Halloween II is the first sequel in the Halloween series, written and produced by John Carpenter and Debra Hill, directed by Rick Rosenthal, and released in 1981. It picks up directly after the events of the first film.

After having shot escaped killer Michael Myers six times, Dr. Loomis (Donald Pleasence) believes he has saved high school student Laurie Strode (Jamie Lee Curtis), who has survived the violent rampage of the psychopath that tried to kill her. Loomis heads out of the house to find nothing on the ground but an empty spot, leading him to believe that Michael lived through the gunshots. While paramedics take Laurie to the local hospital to recover, Haddonfield police and Dr. Loomis search for Michael, unaware that he has learned of Laurie's location — and that he has a hidden reason for wanting to kill her...

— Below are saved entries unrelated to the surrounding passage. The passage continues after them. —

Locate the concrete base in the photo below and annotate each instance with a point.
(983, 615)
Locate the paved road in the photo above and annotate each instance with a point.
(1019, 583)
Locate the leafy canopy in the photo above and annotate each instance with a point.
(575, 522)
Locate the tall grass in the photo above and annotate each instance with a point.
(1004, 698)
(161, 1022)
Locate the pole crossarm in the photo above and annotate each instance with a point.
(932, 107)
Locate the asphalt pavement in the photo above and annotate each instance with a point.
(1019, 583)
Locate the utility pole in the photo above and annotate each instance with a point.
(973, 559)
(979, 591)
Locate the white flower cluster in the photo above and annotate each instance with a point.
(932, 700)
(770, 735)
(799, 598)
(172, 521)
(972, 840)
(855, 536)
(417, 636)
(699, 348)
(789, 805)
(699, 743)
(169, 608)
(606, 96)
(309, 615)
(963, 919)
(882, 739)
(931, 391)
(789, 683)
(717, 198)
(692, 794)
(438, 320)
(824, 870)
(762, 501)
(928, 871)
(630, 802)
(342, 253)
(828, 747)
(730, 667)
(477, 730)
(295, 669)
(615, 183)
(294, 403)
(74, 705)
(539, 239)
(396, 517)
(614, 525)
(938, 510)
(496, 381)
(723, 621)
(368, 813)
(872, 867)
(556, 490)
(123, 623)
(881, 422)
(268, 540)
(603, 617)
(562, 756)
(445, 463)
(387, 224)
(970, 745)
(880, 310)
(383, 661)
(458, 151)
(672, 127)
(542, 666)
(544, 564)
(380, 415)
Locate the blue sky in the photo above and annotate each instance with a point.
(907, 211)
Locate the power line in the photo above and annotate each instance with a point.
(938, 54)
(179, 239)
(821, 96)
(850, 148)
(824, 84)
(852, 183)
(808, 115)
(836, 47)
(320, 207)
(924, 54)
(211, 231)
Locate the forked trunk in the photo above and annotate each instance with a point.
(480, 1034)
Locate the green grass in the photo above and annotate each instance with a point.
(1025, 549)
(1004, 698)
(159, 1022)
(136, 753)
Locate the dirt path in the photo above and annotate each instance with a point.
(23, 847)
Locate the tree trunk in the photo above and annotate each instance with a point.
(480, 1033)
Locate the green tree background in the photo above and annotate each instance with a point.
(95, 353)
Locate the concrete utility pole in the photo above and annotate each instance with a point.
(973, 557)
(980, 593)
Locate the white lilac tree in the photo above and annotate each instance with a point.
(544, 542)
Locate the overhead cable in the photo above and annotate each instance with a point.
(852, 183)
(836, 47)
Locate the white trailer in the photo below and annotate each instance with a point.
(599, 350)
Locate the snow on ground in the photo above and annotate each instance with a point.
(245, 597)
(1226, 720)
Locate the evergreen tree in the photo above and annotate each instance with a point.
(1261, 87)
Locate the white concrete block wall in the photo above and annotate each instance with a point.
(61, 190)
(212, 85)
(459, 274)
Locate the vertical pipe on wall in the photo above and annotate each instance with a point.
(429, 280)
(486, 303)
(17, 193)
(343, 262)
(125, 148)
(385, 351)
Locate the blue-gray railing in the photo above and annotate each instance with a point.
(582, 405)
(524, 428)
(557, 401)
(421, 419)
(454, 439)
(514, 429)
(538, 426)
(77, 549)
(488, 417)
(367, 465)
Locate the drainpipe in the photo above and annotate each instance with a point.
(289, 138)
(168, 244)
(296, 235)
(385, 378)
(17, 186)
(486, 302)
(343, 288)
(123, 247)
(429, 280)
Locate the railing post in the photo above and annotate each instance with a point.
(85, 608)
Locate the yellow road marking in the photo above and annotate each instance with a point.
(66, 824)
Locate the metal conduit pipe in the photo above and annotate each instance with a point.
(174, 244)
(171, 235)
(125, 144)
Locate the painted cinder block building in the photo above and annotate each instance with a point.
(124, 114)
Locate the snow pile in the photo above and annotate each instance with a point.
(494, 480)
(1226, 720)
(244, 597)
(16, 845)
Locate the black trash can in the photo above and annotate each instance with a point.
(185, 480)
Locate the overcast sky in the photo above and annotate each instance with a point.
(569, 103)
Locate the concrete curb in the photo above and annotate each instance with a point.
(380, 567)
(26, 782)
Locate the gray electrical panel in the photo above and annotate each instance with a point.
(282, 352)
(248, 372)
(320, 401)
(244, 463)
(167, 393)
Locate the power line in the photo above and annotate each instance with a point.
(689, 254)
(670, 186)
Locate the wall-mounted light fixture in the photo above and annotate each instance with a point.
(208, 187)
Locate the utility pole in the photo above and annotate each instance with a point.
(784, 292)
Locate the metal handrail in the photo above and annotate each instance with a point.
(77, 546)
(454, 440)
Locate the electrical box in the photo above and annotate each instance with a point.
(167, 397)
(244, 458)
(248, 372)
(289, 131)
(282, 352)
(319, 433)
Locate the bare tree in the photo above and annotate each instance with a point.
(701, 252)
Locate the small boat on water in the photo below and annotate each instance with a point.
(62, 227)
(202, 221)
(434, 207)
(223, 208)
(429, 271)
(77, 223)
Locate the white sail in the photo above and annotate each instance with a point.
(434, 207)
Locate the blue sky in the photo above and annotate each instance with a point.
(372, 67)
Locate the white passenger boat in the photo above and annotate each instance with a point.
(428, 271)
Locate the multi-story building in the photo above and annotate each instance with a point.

While it didn't enjoy the first film's critical success, Halloween II was still very well-received by fans and was a box office success. Carpenter initially felt the story was over after the first film, but when pressured by producers to make a second installment, he intended for this film to mark the end of the Michael Myers story for good, and the next film in the franchise did something completely different altogether. Two of the Halloween sequels pick up after the events of this film: Halloween 4: The Return of Michael Myers serves as a direct sequel to the events of this film with a new protagonist, while Halloween H20: Twenty Years Later ignores Halloween 4 (and its two sequels) to continue the story of Laurie Strode. Halloween (2018), on the other hand, supplants this film as the direct sequel to the original, retconning away both this film and its Plot Twist.

Not to be confused with Halloween II (2009), the sequel to Rob Zombie's 2007 Halloween remake.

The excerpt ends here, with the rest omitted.